Alla fine del secolo, Nuceria si dotò, come Pompei, di potenti mura di difesa, discretamente conservate, di cui si sono trovati dei resti nella fortificazione dell’imponente cerchia muraria di Nuceria, in particolare il settore meridionale, dove si può anche apprezzare una delle notevoli torri che caratterizzavano le mura nocerine: nella cerchia muraria dovevano aprirsi quattro porte, una al centro di ogni lato, in corrispondenza delle due strade principali dell’abitato. Le mura sono databili al III secolo a.C., una fase storica in cui la città era ancora di cultura sannitica. Si sa, inoltre, che la Nuceria sannitica batté anche moneta propria e che, derivandolo dalle lingue etrusca e greca, elaborò un proprio alfabeto, detto appunto nocerino.
Come attestano iscrizioni e ritrovamenti archeologici, nel IV secolo a.C. a Nuceria erano presenti commercianti greci, tale presenza segnala come la stessa città fosse diventata meta e punto nevralgico dei traffici commerciali nel mediterraneo con le popolazioni orientali.
Anche in epoca repubblicana romana Nuceria mantenne intatta la sua leadership politica nel territorio della Valle del Sarno e fu una delle più importanti città dell'antica Campania. Ciò le riuscì grazie soprattutto al suo notevole sviluppo economico e commerciale, derivante dalla sua posizione di snodo di importanti vie di collegamento come la Via Stabiana che conduceva a Stabia, la via Nuceria - Pompei, la via Popilia che da Capua arrivava a Reggio Calabria.
Assai indicativo il suo rapporto con Roma, che, da un’iniziale contrapposizione durante le dure guerre sannitiche della fine del IV secolo a.C., si trasformò in un patto di fedeltà conservato nei secoli.
Nel periodo di declino etrusco che vide l’emersione delle popolazioni sannitiche anche negli altri centri campani, anche Stabia e Pompei, conobbero un ricco periodo sannitico, in cui le città dipendono fortemente da Nuceria tanto che verso la fine del IV secolo Stabia mostra i segni di una ripresa.
Il declino etrusco, difatti, aprì la strada alle popolazioni sannitiche dell’interno, che cominciarono a premere sulle fertili zone costiere. È dunque possibile che in fase arcaica Stabia abbia ricoperto il ruolo di scalo marittimo per i centri dell’entroterra intorno a Nocera, che in seguito sia stato soppiantato da Pompei. È inoltre possibile che il mutato equilibrio ingeneratosi a seguito di questi fatti abbia favorito una riorganizzazione parziale dell’abitato stabiano, forse decentratosi sulle circostanti alture collinari, se può essere interpretata come prova l’esistenza di una piccola necropoli alle pendici di Casola, in località Gesini, che, con le sue poche sepolture si riferisce ad un piccolo insediamento rurale che, non a caso, esordisce con le sue prime fasi di vita alla metà del VI secolo a.C. fino alla metà del IV.

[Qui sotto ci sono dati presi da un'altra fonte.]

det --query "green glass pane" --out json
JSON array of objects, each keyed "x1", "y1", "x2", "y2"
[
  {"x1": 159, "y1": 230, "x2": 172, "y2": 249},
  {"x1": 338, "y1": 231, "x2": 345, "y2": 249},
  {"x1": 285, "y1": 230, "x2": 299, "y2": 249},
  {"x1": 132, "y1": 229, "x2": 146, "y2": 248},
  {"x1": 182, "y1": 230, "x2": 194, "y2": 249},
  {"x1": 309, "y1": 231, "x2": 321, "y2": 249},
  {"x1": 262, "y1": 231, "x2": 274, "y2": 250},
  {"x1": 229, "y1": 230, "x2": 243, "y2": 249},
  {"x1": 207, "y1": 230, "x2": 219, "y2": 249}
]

Nel IV secolo, anche la Penisola Sorrentina fu occupata e Surrentum, entrando a far parte della lega nocerina insieme a Pompei, Ercolano, Nuceria, Stabia come altre città campane, fu soggetta alle popolazioni sannitiche.
Pare, però, che i Sanniti avessero concesso ai Greci di rimanere all'estremità della Penisola per custodire i luoghi sacri dedicati alle Sirene e ad Atena. Infatti a quei tempi la Punta della Campanella era già famosa presso i naviganti di tutto il Mediterraneo e da questi era conosciuta proprio con il nome di Ateneo o Sirenusio. In età sannitica l’Athenaion continuò ad essere importante come luogo di culto: l’importante scoperta[4] di  un’epigrafe rupestre in lingua osca databile al III-II secolo menziona tre Meddices Minervae che appaltarono e collaudarono i lavori per la creazione dell’approdo di levante che conduceva al Santuario. L’immutata consacrazione di Athena conferma che tale culto non aveva subito interruzione anche se aveva assunto ufficialmente il nome che la dea aveva in area sannitica e romana: Minerva.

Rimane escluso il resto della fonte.